THE SUBCLASS APPROACH FOR MUTATIONAL SPECTRA ANALYSIS: APPLICATION OF THE SEM ALGORITHM
Rogozin I. B., Glazko G. V., Milanesi L.
Institute of Cytology and Genetics, 630090, Novosibirsk, 10 Lavrentyev Ave., Russia; E-mail: rogozin@bionet.nsc.ru , fax:(3832)356568; 2 Istituto di Tecnologie Biomediche Avanzate CNR, via Fratelli Cervi 93, 20090 Segrate, Milano, Italy
Analysis and comparison of mutational spectra represents an important
problem in molecular biology. It is well known that spontaneous and induced
mutations to be largely confined to certain regions of nucleotide sequences.
Thus the mutability varies significantly along nucleotide sequences. For
analysis of a mutational spectrum we has applyed an algorithm based on
the SEM subclass approach (Simulation, Expectation, Maximization). The
algorithm tries to classify the mutational sites according to different
mutation probabilities, and each site should belong to one class. Each
class is approximated by Poisson or binomial distribution and thus any
real mutational spectrum is regarded as a mixture of Poisson or binomial
distributions. The separation process runs iteratively. Each iteration
includes the simulation, maximization and estimation procedure. To evaluate
the quality of the classification results, the X2 test is used. The algorithm
has been checked on random spectra with preset parameters and on real mutational
spectra from the Database of Mutational Spectra (Rogozin et al., 1992).
As has been shown, 17 out of 19 analyzed real mutational spectra can be
divided in two or more classes, of which one contains hotspots of mutation.

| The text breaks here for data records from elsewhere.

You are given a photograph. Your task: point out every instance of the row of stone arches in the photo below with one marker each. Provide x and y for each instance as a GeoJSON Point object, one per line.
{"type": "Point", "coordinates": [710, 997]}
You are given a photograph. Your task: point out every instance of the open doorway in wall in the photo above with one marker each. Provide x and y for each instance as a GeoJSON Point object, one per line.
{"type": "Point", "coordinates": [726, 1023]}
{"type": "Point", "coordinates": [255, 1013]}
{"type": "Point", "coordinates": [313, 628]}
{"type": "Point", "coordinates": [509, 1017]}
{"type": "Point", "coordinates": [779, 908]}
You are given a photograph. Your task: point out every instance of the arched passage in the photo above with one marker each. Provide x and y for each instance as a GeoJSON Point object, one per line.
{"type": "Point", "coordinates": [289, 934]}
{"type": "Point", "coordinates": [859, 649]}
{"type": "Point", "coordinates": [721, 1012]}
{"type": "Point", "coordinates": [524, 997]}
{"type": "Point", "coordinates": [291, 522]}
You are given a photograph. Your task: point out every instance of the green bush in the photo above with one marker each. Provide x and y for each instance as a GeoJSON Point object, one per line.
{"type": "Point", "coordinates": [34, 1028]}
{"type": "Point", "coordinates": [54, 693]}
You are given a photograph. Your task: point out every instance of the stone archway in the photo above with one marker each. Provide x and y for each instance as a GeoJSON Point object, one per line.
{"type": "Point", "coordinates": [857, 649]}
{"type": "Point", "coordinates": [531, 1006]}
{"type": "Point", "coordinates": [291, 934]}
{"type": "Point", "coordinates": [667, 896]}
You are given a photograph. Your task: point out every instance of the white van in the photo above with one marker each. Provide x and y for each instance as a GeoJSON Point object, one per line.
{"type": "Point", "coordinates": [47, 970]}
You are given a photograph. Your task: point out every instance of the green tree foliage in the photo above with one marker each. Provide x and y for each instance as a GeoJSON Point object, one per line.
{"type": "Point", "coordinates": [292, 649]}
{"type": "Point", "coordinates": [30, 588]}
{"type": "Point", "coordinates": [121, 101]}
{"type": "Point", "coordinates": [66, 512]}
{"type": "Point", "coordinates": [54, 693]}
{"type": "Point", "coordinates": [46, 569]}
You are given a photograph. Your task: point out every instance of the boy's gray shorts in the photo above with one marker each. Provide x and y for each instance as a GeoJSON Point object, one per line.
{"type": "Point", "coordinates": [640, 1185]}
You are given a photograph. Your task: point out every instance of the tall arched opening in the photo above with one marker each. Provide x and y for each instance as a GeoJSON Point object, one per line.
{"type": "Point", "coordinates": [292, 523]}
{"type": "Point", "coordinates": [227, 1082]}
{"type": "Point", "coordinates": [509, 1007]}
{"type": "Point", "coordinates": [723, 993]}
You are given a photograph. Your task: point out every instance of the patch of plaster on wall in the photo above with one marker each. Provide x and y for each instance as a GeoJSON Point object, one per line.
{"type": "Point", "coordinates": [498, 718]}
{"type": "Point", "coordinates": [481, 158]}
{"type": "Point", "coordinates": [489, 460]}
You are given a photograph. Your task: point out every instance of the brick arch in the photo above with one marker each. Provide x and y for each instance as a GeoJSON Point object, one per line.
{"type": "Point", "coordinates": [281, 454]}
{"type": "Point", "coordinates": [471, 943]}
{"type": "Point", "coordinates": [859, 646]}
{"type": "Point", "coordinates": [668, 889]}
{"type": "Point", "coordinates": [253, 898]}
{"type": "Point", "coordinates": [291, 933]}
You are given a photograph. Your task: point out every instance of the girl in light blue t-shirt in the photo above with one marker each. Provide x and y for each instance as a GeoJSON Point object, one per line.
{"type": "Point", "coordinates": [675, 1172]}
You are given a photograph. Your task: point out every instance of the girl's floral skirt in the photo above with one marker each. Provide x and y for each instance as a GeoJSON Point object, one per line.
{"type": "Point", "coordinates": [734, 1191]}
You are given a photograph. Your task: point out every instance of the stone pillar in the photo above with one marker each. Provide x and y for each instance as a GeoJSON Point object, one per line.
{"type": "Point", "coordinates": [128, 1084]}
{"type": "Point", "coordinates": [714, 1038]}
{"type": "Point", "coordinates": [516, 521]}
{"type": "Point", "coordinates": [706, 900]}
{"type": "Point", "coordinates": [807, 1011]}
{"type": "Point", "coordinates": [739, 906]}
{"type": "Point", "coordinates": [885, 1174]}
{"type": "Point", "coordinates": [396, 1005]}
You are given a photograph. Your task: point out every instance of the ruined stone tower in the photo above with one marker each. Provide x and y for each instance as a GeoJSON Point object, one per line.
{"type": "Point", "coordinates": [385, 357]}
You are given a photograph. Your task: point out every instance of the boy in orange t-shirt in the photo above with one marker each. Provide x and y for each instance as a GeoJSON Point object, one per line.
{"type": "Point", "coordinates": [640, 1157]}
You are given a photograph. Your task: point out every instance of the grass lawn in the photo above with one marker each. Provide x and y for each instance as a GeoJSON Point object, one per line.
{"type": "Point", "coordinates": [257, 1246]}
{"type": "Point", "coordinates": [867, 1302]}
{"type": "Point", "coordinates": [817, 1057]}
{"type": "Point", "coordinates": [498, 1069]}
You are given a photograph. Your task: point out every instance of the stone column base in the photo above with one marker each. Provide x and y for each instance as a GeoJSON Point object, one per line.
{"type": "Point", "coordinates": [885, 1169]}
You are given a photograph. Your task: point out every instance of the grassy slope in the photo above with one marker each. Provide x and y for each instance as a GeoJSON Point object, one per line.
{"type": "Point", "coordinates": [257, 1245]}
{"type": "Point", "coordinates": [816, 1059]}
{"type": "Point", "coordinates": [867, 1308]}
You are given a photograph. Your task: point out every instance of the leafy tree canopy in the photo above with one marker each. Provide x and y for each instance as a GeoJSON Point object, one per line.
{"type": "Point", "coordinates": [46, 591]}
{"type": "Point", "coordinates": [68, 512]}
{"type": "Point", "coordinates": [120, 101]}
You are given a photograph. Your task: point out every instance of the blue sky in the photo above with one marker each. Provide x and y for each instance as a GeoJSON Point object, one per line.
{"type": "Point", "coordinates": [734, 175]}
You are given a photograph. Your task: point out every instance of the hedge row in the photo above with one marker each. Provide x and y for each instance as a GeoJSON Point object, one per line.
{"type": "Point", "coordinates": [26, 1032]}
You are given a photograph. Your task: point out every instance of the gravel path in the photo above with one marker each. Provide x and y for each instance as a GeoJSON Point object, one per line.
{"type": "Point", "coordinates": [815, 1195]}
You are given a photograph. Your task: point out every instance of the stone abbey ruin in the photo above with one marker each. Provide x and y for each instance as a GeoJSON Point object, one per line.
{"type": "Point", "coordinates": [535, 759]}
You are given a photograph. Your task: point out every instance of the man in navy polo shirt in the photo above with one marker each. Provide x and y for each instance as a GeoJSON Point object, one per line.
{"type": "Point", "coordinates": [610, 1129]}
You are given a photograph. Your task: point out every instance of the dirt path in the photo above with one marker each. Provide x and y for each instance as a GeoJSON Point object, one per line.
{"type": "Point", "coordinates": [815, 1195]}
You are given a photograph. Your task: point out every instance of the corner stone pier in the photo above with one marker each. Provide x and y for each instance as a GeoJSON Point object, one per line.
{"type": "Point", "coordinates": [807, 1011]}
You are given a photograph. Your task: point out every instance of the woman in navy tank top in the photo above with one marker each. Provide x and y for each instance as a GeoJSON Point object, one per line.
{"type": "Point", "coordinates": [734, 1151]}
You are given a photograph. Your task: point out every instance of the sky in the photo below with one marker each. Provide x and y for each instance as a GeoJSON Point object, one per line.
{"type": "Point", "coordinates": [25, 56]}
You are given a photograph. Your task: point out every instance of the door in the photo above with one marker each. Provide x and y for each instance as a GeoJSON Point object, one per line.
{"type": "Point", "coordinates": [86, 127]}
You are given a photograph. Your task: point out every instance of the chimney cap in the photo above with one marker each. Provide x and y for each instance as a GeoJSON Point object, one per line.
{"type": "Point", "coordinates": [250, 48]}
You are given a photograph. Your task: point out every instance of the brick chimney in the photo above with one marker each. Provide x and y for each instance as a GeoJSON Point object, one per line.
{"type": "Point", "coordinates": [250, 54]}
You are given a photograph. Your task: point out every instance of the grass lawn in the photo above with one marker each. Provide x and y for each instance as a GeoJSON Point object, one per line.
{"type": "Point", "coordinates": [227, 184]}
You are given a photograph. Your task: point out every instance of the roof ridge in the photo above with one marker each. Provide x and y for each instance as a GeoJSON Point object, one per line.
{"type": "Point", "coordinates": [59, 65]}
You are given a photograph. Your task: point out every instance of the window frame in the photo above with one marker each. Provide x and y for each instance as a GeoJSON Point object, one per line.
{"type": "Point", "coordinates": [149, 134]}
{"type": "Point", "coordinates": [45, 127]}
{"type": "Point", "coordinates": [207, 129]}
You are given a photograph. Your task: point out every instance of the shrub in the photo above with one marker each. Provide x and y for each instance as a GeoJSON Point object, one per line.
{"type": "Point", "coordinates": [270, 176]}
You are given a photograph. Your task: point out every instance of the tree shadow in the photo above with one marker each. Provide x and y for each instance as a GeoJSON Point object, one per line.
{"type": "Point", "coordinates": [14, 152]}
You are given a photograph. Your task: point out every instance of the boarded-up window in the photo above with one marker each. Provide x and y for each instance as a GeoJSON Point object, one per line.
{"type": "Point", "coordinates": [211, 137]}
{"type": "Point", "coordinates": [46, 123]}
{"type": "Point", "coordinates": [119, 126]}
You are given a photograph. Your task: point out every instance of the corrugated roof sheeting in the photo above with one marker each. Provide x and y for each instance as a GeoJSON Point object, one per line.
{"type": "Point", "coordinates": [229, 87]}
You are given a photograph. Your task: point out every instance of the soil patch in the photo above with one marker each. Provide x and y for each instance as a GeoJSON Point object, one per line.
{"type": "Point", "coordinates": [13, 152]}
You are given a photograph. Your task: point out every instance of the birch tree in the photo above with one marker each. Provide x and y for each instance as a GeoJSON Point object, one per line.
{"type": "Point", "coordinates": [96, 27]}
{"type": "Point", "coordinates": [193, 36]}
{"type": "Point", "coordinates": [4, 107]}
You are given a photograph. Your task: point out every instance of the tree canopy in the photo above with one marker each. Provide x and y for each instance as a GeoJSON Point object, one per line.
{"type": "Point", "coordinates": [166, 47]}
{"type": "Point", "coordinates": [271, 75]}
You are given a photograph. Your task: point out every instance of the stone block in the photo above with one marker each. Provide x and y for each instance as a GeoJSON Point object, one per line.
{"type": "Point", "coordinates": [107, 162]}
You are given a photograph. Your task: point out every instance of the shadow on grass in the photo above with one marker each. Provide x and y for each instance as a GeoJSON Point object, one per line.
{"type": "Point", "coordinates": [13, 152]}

For the G:C->A:T mutational spectra induced by Sn1 alkylating mutagens
(11 spectra) the classification accuracy was 0.95. From the analysis of
the errors of classification it is possible to suggest that at least part
of them are caused by some special features of mutagenesis itself. Good
correlation with real data was shown for other spectra of induced and spontaneous
mutations. The program implementing the SEM algorithm is available on the
Web server (
http://www.itba.mi.cnr.it/webmutation).
The Poisson distribution is widely using for a mutational spectrum approximation,
although binomial distribution also could be used for this purpose. We
will discuss the possibility of applying of standard distributions for
mutational spectra classification based on analysis of molecular-genetical
systems for mutations detection and on analysis of real mutational spectra.